First-principles calculations of Ag addition on the diffusion mechanisms of Cu–Fe alloys

• The effect of Ag addition on the diffusion mechanisms of aging precipitation processed Cu–Fe alloys was investigated.
• Activation energy for diffusion calculations revealed that Ag atom significantly reduced the diffusion barrier and diffusion activation energy of Fe.
• The calculation gives way to find other suitable alloying elements for preparation of high strength and high conductivity Cu–Fe alloys.

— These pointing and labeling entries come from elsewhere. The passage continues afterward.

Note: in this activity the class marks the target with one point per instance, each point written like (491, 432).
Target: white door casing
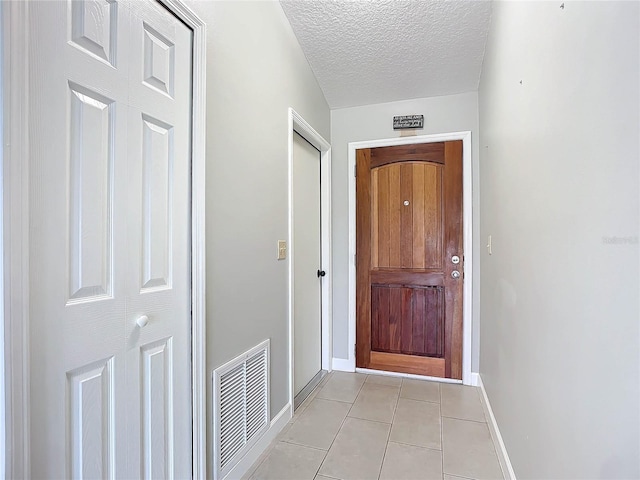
(110, 241)
(306, 262)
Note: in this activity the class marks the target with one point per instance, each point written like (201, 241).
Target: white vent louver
(240, 406)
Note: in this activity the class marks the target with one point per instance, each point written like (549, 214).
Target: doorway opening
(465, 137)
(318, 277)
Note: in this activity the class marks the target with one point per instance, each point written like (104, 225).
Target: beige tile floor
(361, 427)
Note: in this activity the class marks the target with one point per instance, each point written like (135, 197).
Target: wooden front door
(408, 235)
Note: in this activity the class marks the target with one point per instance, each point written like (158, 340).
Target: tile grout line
(441, 434)
(386, 447)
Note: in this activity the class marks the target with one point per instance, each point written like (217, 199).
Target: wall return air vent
(240, 406)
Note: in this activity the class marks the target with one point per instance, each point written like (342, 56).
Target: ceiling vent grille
(240, 406)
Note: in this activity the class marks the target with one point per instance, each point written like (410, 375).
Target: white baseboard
(501, 450)
(343, 365)
(275, 427)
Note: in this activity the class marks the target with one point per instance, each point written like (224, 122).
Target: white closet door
(306, 262)
(110, 111)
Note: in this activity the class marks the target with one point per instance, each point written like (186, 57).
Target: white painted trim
(501, 450)
(384, 373)
(276, 426)
(16, 238)
(15, 175)
(342, 365)
(298, 124)
(198, 243)
(467, 206)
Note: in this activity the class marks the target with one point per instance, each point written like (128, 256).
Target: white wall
(559, 118)
(255, 72)
(452, 113)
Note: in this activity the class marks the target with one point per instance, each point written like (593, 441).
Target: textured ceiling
(365, 52)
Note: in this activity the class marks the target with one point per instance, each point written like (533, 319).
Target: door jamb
(467, 205)
(15, 178)
(298, 124)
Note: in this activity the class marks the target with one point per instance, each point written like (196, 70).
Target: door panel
(109, 229)
(408, 226)
(306, 260)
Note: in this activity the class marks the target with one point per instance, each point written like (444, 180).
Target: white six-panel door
(110, 110)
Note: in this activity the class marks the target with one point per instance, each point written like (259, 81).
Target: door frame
(15, 243)
(303, 128)
(467, 204)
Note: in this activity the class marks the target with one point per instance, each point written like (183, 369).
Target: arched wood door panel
(408, 229)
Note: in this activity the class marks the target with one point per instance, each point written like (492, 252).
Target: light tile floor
(370, 427)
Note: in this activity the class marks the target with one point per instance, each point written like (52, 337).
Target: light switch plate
(282, 249)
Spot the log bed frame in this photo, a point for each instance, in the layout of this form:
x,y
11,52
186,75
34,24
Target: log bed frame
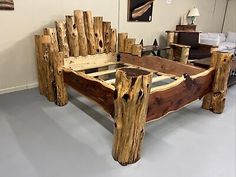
x,y
81,52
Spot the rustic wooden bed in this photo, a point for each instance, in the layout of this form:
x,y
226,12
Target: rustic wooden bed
x,y
134,90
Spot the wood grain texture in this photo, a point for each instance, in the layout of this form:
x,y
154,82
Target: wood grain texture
x,y
89,31
79,21
130,102
215,101
72,35
113,40
61,97
62,38
92,88
99,44
161,65
121,41
181,92
106,27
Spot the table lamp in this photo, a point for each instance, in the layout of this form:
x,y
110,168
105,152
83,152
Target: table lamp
x,y
193,13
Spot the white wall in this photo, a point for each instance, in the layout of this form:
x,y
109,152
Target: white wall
x,y
166,16
18,27
17,57
230,20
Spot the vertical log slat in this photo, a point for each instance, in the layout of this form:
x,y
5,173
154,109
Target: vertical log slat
x,y
89,30
113,40
121,41
106,36
99,45
137,50
129,42
79,21
72,35
62,38
215,100
52,32
61,97
131,102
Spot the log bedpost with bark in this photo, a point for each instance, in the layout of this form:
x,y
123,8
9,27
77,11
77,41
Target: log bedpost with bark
x,y
215,101
61,97
130,102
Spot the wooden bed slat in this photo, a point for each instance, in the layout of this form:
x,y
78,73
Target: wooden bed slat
x,y
173,96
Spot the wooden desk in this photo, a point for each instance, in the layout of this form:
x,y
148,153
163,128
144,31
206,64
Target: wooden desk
x,y
205,63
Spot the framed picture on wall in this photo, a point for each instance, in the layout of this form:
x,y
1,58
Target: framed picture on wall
x,y
140,10
6,5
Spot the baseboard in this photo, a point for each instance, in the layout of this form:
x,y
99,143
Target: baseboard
x,y
18,88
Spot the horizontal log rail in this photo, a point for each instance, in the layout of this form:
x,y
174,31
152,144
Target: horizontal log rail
x,y
171,97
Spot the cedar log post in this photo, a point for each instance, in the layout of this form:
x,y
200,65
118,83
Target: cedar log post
x,y
130,103
61,97
215,101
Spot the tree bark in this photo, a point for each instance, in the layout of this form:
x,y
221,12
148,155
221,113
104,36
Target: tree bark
x,y
79,21
215,101
130,102
72,35
62,38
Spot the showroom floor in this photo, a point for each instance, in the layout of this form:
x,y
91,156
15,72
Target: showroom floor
x,y
40,139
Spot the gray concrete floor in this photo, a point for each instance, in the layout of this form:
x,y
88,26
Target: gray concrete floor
x,y
39,139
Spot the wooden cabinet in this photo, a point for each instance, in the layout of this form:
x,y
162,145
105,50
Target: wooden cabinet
x,y
186,27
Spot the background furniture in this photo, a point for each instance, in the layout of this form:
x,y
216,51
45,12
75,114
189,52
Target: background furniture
x,y
191,39
225,41
186,27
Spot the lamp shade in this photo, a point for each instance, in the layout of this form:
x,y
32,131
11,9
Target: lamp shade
x,y
194,12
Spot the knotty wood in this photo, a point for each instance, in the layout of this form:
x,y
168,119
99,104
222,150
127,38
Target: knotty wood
x,y
89,31
161,65
129,42
106,36
121,41
99,45
177,94
62,38
52,32
72,35
61,97
215,100
137,50
113,40
93,88
130,102
79,21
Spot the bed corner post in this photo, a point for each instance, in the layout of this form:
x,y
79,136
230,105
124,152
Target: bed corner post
x,y
61,97
130,102
215,100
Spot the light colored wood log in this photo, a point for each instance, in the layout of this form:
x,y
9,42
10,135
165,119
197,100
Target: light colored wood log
x,y
121,41
45,70
106,26
113,40
130,102
61,97
79,21
215,100
39,40
129,42
89,30
170,37
79,63
137,49
52,32
99,45
62,38
72,35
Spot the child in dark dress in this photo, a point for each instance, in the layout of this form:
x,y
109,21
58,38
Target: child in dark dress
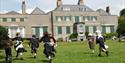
x,y
100,40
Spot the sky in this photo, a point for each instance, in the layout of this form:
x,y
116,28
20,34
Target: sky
x,y
47,5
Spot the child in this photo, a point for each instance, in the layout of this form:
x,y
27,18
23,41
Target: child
x,y
7,45
34,43
91,42
19,46
53,44
47,46
100,40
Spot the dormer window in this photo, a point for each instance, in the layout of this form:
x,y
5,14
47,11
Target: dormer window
x,y
66,9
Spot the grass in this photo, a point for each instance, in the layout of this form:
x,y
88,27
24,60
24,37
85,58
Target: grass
x,y
74,52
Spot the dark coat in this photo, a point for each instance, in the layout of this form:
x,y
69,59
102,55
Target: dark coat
x,y
34,42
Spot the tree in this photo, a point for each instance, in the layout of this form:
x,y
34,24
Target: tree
x,y
122,12
3,34
121,23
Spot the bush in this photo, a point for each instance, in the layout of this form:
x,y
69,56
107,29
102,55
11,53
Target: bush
x,y
60,40
110,35
73,36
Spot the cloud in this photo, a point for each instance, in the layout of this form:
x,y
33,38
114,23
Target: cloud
x,y
3,12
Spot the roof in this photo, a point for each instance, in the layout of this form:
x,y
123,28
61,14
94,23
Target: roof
x,y
37,11
12,12
73,8
103,12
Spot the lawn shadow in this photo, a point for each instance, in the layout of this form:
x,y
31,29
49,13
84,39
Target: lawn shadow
x,y
31,57
45,61
1,57
88,53
2,62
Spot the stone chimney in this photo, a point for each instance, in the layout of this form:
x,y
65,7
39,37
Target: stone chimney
x,y
59,2
23,7
80,2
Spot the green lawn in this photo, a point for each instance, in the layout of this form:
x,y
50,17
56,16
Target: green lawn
x,y
75,52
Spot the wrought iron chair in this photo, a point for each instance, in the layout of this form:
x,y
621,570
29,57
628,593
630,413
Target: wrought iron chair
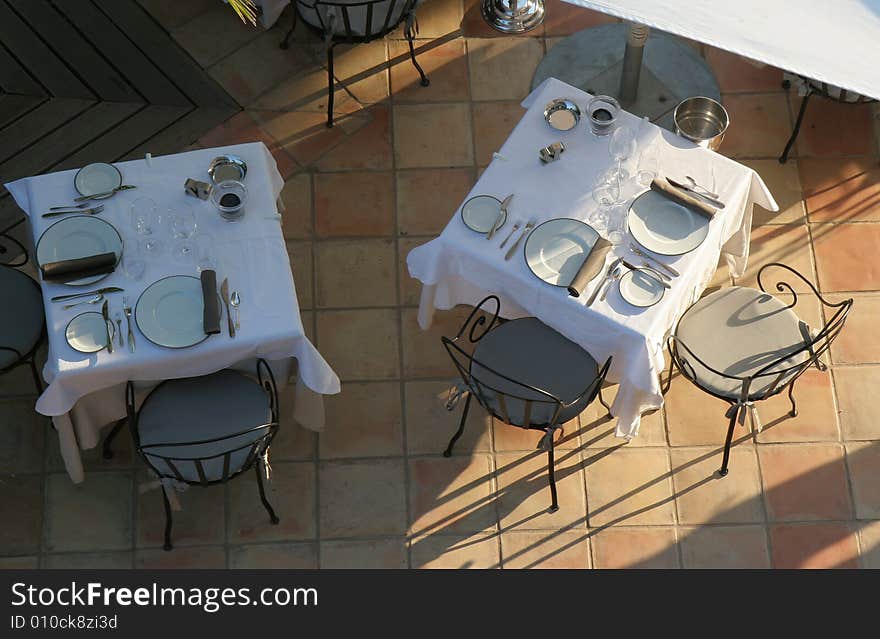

The effect of Ag addition on the diffusion mechanisms of aging precipitation processed Cu–Fe alloys were investigated by first-principles calculations. The calculation of solute–solute binding energies accurately revealed an attractive binding for the Fe–Fe at the first NN site, and Ag–Ag at the first NN site as well as the second NN site, however the Fe–Ag interactions are repulsive both at the first NN and the second NN distance. The investigation of binding energy between X and V (X represents Fe or Ag and V a vacancy) showed that vacancy is more likely to be in the proximity of the solute Ag atom, and the addition of Ag to dilute Cu–Fe system will increase the local vacancy concentration close to a Ag–Fe dimer. The calculated migration energy for an X–V exchange indicated that the Ag atom diffused more easily in Cu than Fe atom; and the addition of Ag decreased the energy of the transition state, thereby significantly reduced the migration energy of Fe. The results agree well with the available experimental observation. The calculation gives way to find other suitable alloying elements for preparation of high strength and high conductivity Cu–Fe alloys or in situ composites.